Alrededor del mundo, la ciudadanía está descontenta con los políticos, en gran parte porque se corrompen e incumplen sus promesas. Candidatos y partidos emergentes han visto en este descontento la oportunidad de ganar elecciones con un estilo antiestablishment. Pero, aunque este estilo puede ser útil en campaña, es insostenible en el poder. Ostentar un cargo tiene un conflicto inherente con el discurso contra la élite política y, tarde o temprano, todo gobierno enfrentará algún caso de corrupción que desmentirá su pureza.
¿Habrá algo de esto tras los resultados del último ciclo electoral? Por décadas, la identificación con los partidos políticos cayó persistentemente, desde casi 80% en 1990 a un (insostenible) piso de 14% en 2019. Tras esa mezcla de violencia, conciencia de nuestras fragilidades y confusión que fue el estallido, el electorado apostó por los novedosos antiestablishment. Sin embargo, el gobierno elegido en 2021 se mostró rápidamente incapaz de aterrizar las políticas públicas que había prometido (con más rabia que reflexión) y se vio, como todos, involucrado en líos de platas. Qué decir de la primera Convención Constitucional. Los republicanos, en tanto, tras ganar el Consejo Constitucional, prefirieron la radicalidad y no lograron nada. Entonces, tal vez como una resignación con la oferta disponible, la identificación con los partidos se recuperó un poco y lleva ya más de un año estable en torno al 35% (CEP).

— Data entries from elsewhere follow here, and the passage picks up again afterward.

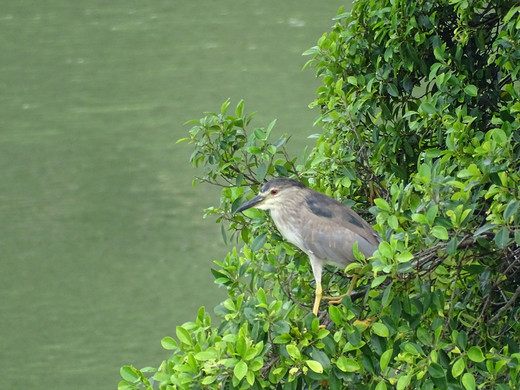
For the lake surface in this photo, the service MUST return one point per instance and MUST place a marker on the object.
(103, 248)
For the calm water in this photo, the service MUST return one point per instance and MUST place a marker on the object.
(103, 249)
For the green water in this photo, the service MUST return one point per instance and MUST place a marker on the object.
(103, 249)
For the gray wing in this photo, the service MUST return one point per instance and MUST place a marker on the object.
(335, 228)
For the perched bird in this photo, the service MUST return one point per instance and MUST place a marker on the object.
(323, 228)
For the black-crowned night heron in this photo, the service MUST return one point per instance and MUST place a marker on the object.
(323, 228)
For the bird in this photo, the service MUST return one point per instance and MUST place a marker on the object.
(322, 227)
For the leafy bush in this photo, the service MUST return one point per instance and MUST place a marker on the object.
(420, 117)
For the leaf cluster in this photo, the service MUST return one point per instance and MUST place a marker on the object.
(420, 117)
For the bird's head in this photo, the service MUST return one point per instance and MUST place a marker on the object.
(274, 194)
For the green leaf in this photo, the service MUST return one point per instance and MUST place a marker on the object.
(169, 343)
(468, 381)
(240, 370)
(403, 382)
(382, 204)
(471, 90)
(392, 90)
(475, 354)
(380, 329)
(293, 352)
(241, 346)
(385, 359)
(129, 373)
(240, 108)
(502, 237)
(259, 242)
(335, 314)
(381, 386)
(347, 364)
(436, 371)
(208, 354)
(458, 367)
(440, 232)
(403, 257)
(428, 108)
(183, 335)
(510, 210)
(314, 366)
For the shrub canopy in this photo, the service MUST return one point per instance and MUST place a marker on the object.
(420, 130)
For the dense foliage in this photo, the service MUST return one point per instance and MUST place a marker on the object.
(420, 118)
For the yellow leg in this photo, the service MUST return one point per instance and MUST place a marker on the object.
(317, 299)
(337, 300)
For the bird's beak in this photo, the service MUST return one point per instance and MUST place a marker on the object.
(250, 203)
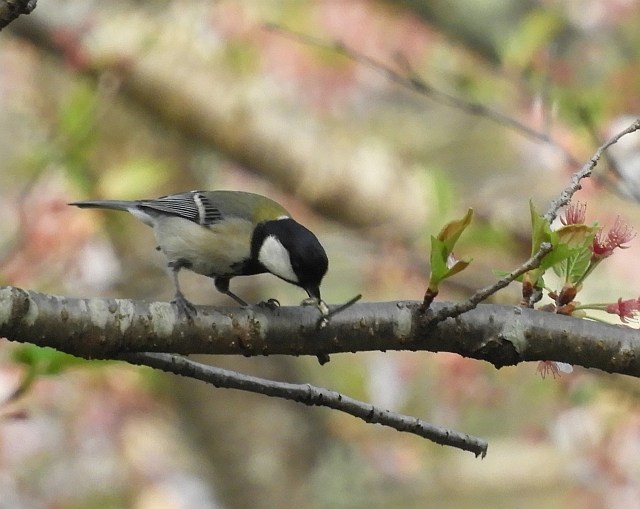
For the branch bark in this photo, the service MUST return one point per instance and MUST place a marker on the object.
(501, 335)
(11, 9)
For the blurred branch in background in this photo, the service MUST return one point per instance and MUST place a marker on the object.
(11, 9)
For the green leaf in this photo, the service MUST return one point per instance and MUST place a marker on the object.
(443, 263)
(451, 232)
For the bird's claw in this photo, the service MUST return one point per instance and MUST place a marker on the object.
(185, 308)
(271, 304)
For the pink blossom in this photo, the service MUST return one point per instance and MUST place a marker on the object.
(617, 236)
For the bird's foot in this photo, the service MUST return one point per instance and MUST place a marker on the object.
(318, 303)
(271, 304)
(185, 308)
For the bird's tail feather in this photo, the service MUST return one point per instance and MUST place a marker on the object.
(105, 204)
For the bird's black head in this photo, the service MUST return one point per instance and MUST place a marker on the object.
(292, 252)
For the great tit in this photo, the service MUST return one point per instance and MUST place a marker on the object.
(223, 234)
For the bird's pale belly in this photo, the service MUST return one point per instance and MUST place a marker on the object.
(216, 250)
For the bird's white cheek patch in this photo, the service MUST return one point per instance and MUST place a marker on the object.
(276, 259)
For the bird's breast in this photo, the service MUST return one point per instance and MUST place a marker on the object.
(221, 249)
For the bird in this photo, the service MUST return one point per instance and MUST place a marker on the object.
(224, 234)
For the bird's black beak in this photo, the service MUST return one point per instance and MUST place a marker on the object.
(313, 291)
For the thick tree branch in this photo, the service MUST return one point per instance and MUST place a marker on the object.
(11, 9)
(501, 335)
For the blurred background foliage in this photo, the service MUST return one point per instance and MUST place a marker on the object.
(129, 99)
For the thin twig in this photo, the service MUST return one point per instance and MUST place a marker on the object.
(309, 395)
(411, 80)
(584, 172)
(484, 293)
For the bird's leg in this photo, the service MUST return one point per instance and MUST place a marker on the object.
(185, 308)
(222, 285)
(271, 304)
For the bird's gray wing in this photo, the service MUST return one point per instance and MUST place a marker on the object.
(194, 206)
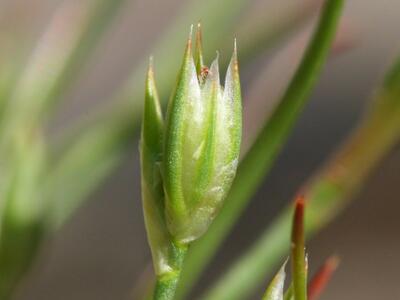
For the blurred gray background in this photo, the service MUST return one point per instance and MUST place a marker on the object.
(102, 251)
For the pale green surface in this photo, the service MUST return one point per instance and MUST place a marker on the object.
(262, 154)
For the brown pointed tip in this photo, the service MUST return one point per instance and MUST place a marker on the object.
(199, 37)
(300, 202)
(235, 58)
(333, 262)
(199, 28)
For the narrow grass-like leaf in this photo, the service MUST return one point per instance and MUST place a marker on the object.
(298, 255)
(118, 127)
(289, 293)
(259, 159)
(21, 219)
(125, 118)
(331, 188)
(57, 59)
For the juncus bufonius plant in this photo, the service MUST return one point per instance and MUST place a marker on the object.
(189, 160)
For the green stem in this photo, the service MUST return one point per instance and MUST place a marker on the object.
(167, 283)
(263, 153)
(326, 195)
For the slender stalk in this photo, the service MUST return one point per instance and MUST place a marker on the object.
(320, 280)
(298, 256)
(261, 156)
(166, 284)
(327, 194)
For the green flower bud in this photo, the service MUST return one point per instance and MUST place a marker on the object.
(201, 146)
(152, 190)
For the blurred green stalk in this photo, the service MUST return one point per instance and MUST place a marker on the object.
(327, 194)
(98, 139)
(21, 220)
(269, 142)
(56, 61)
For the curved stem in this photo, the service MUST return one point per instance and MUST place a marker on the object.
(167, 283)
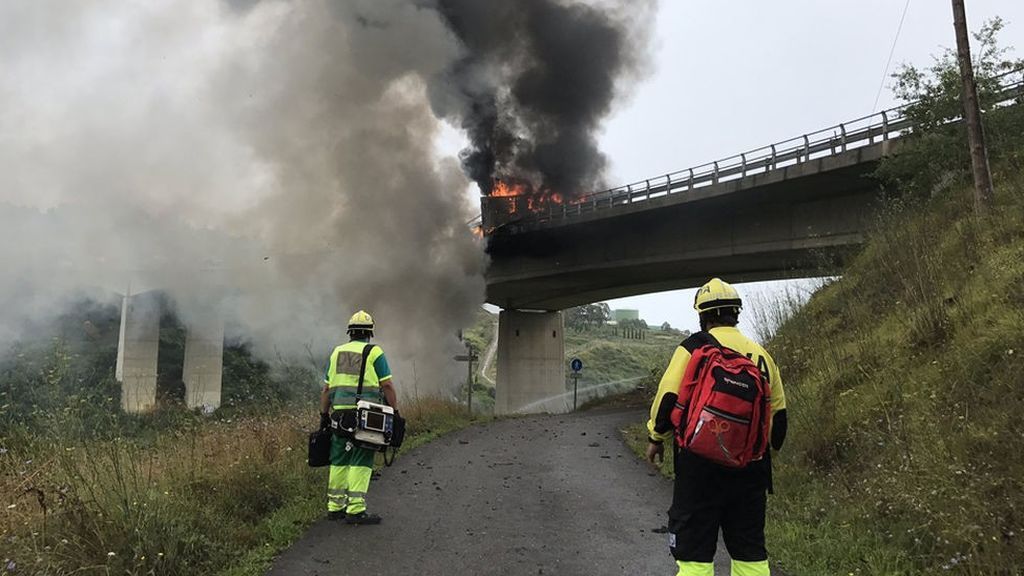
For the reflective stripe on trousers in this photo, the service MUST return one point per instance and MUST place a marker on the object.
(346, 489)
(739, 568)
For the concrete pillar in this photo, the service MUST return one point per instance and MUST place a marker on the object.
(138, 344)
(204, 363)
(530, 363)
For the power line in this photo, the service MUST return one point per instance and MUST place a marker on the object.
(892, 50)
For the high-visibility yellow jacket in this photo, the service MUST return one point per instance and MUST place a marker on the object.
(342, 375)
(659, 426)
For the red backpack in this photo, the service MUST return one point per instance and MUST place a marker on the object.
(721, 412)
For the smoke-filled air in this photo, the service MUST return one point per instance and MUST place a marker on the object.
(275, 161)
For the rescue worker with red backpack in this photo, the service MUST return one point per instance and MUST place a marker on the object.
(722, 405)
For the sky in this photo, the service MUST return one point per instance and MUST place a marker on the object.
(733, 76)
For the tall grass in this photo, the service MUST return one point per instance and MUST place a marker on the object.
(214, 496)
(905, 392)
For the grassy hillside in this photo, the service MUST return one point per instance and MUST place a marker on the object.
(609, 358)
(905, 383)
(86, 489)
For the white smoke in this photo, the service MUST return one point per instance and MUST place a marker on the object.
(271, 160)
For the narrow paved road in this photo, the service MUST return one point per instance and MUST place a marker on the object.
(557, 495)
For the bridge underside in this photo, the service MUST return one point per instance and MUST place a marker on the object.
(805, 224)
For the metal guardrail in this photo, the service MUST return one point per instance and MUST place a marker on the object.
(885, 125)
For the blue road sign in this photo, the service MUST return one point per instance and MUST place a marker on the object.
(576, 365)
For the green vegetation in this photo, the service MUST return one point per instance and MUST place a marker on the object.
(904, 376)
(608, 358)
(87, 489)
(905, 387)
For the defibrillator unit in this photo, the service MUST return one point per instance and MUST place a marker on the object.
(374, 424)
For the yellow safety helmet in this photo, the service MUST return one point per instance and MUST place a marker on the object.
(360, 321)
(716, 294)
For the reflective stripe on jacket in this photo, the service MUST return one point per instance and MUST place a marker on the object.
(343, 375)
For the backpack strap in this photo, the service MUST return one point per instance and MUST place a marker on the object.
(697, 339)
(363, 370)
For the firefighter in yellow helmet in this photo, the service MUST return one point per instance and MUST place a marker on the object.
(351, 465)
(708, 497)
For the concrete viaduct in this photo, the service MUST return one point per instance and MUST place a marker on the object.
(792, 209)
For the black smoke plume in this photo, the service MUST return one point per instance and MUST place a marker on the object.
(531, 87)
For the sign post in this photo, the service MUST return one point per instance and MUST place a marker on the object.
(469, 359)
(577, 366)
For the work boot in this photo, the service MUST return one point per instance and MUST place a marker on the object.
(363, 518)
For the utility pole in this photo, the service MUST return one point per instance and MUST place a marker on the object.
(972, 115)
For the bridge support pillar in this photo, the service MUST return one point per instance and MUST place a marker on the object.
(138, 344)
(530, 363)
(204, 363)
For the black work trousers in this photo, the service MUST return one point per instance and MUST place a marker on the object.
(707, 497)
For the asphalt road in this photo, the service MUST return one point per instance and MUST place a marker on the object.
(559, 495)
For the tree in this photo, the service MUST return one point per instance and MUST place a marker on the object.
(935, 155)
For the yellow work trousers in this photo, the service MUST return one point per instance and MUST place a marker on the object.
(738, 568)
(351, 467)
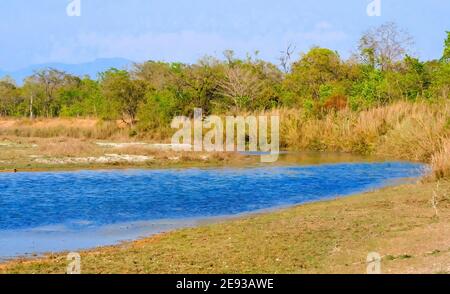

En esta elección, por primera vez en décadas, no creció el número de alcaldes independientes sin pacto elegidos, pese a un récord de estos candidatos. Les fue bien a las coaliciones tradicionales y perdió la estridencia de lado y lado. Mal que mal, la población siempre ha sido moderada. La CEP muestra consistentemente que la identificación con el centro iguala a la suma de la izquierda y la derecha, mientras que los que no se identifican en este eje, que hoy son cerca de un cuarto, suelen mostrar también opiniones moderadas.
Los votos nulos y blancos tampoco han seguido un patrón de protesta. Estos aumentan cuando hay más candidatos y menos información, sugiriendo más desinterés o desconocimiento que un rechazo a la oferta disponible.
En conjunto, estos signos sugieren que, pese al caos en el que nos encontramos, la crisis de desafección con los partidos políticos ya tocó fondo, y estaría pasando la ola de la antipolítica. Por cierto, el regreso a las coaliciones tradicionales no refleja una adhesión profunda. El votante sin partido no guarda lealtades y no dudará en cruzar fronteras si no le cumplen. Suena a estable, dentro de su gravedad.
Pero quizás gracias a esta suerte de resurgimiento de las coaliciones tradicionales tenemos hoy una propuesta transversal de reforma al sistema político. Ella apunta a reducir la fragmentación y el discolaje, que son dos de los mayores males de nuestro Congreso y que, al dificultar los acuerdos, desprestigian la política. Las reformas propartidos son impopulares y vendrán los embates de los partidos chicos y de los llaneros solitarios. Pero una mirada de mediano plazo debiera convencernos de que esta podría ser una opción concreta y factible para empezar a salir del pantano.